Huge performance decrease when matrix multiplication goes from float32 to float64

I noticed that matrix multiplication with torch.float32 is more than 50 times faster than with torch.float64.

import torch
torch.set_default_device(‘cuda:0’) # cuda:0 is A6000

def timer_torch(x,y):
z = x @ y
torch.cuda.synchronize()
return

float32

x = torch.randn(100,1000000)
y = torch.randn(1000000,100)

timeit timer_torch(x,y)
1.68 ms ± 4.51 µs per loop (mean ± std. dev. of 7 runs, 1,000 loops each)

float64

x = torch.randn(100,1000000).to(torch.float64)
y = torch.randn(1000000,100).to(torch.float64)

timeit timer_torch(x,y)
68 ms ± 325 ns per loop (mean ± std. dev. of 7 runs, 10 loops each)

So on my A6000 with torch 2.1 and cuda 12.1, float32 is 40 times faster than float64.
Is this the expected behavior? I want to make sure this is not a result of some mismatch in libraries that would produce such dramatic difference.
If the result is expected, are there strategies to leverage off GPU when using big matrices where a higher 64 bit precision is necessary?
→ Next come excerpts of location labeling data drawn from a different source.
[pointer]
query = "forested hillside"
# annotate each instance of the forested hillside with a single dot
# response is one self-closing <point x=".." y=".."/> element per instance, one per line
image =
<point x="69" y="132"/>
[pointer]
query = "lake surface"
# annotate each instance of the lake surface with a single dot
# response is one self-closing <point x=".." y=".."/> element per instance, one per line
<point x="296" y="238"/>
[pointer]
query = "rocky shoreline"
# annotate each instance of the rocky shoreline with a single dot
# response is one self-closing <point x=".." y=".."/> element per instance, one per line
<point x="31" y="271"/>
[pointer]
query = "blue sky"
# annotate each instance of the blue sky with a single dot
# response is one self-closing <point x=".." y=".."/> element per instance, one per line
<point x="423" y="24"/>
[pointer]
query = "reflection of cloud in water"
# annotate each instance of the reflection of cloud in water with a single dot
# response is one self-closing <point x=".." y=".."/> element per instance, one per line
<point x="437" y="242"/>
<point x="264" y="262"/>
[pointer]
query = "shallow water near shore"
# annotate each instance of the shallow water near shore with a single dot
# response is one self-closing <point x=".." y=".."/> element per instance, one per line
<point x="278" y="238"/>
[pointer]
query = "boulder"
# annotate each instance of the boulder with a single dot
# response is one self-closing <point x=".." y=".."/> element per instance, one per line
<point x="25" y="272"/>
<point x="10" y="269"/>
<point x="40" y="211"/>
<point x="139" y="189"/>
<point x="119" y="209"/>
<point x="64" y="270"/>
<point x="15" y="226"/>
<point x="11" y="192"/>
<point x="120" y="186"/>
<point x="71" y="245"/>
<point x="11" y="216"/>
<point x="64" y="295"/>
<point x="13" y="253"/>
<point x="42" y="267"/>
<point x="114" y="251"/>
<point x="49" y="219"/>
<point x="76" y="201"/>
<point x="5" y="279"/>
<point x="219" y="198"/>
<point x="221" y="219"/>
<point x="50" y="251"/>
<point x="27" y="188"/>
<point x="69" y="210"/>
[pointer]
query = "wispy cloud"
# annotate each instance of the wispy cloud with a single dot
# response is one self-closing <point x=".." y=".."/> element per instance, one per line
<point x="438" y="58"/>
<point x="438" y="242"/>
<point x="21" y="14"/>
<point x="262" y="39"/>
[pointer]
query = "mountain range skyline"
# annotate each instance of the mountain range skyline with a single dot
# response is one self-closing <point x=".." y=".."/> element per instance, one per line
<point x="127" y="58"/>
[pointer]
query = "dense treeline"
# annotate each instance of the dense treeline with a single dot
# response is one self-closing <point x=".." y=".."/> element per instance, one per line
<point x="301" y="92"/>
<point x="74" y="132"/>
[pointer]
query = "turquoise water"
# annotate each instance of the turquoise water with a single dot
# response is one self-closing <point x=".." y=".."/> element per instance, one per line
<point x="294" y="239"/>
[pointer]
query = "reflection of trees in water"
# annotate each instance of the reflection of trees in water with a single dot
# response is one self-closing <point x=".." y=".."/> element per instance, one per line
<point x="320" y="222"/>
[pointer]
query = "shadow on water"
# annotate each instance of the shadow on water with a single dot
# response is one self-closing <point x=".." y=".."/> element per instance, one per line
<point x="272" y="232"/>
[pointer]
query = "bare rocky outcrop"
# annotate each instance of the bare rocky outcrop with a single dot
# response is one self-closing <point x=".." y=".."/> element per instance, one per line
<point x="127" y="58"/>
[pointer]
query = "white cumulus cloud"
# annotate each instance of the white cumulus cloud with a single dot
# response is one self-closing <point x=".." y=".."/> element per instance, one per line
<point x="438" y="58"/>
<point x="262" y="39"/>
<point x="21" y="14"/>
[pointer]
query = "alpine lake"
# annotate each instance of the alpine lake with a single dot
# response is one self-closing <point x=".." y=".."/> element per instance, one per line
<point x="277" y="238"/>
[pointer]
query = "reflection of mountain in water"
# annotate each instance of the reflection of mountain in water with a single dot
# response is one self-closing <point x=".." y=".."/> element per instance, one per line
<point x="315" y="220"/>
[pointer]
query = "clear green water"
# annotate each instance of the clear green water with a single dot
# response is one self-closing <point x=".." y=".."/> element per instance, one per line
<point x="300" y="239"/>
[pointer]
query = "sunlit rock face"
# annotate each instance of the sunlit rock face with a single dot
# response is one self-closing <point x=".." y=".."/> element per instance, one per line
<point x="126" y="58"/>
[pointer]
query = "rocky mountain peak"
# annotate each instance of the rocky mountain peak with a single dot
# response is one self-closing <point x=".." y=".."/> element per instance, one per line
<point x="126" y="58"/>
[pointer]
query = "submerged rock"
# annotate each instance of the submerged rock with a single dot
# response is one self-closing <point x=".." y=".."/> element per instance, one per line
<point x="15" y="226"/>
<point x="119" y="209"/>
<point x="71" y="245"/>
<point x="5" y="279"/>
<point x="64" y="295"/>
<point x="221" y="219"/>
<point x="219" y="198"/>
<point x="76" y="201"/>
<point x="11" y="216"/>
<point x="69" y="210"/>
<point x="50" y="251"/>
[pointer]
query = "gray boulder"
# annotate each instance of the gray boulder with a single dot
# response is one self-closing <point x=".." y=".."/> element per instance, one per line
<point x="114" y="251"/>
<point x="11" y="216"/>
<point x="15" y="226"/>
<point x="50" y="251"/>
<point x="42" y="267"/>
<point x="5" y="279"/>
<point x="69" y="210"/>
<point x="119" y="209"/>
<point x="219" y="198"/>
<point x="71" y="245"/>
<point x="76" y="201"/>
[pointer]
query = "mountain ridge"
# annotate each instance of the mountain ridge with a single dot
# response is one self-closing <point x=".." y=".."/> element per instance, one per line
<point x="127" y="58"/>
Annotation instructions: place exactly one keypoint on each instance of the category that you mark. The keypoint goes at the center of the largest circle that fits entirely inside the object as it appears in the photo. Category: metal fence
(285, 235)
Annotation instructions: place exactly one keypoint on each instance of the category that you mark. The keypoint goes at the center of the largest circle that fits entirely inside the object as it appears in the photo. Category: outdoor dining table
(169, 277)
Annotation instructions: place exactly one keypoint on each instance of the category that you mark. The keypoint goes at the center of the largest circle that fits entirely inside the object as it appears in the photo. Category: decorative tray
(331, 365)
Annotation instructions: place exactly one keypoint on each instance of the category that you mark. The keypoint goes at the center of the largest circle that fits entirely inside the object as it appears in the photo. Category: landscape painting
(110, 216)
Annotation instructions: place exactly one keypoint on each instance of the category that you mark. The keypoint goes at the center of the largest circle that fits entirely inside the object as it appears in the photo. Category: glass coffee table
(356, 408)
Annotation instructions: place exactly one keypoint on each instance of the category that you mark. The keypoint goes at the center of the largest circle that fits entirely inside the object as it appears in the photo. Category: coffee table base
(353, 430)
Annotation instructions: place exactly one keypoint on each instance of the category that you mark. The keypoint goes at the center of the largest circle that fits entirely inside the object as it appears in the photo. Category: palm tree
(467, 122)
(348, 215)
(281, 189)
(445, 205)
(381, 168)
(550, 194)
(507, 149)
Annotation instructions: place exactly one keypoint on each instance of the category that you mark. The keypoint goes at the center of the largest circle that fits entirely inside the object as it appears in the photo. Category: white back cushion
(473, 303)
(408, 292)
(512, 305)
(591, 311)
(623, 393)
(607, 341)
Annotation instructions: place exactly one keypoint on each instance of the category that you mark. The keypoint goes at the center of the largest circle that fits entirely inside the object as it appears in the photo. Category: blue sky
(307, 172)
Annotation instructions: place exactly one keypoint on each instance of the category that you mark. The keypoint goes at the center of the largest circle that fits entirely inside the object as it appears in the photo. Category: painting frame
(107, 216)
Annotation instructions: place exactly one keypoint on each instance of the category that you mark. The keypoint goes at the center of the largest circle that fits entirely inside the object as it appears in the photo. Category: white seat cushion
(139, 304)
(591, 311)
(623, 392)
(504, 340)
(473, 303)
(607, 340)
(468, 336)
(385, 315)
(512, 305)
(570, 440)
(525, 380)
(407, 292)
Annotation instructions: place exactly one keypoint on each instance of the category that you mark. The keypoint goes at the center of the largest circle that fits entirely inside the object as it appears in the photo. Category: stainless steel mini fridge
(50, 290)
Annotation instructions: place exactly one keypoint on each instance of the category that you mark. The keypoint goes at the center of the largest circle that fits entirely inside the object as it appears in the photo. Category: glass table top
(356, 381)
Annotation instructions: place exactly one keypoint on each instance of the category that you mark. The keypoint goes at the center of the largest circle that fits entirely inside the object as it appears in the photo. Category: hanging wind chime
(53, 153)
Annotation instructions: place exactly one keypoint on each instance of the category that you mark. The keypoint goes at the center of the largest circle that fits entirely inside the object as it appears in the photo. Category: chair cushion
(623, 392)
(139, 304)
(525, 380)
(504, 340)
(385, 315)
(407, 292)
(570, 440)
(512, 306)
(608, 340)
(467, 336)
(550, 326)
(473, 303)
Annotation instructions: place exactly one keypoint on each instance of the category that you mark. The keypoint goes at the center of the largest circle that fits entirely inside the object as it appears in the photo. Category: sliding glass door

The result seems to be expected based on the spec sheet claiming the A6000 achieves a peak FP32 performance of ~38.7TFLOPS and a peak FP64 performance of ~1.25TFLOPS.

Thank you very much for the reply - now I don’t have to worry about debugging my configuration looking for library/version inconsistencies. Do you have any suggestion for the second part of my question: If the result is expected, are there strategies to leverage off GPU when using big matrices where the higher 64 bit precision is necessary?

Assuming you really need float64 precision you could check some data center devices, such as A100 or H100, which improve the FP64 performance significantly.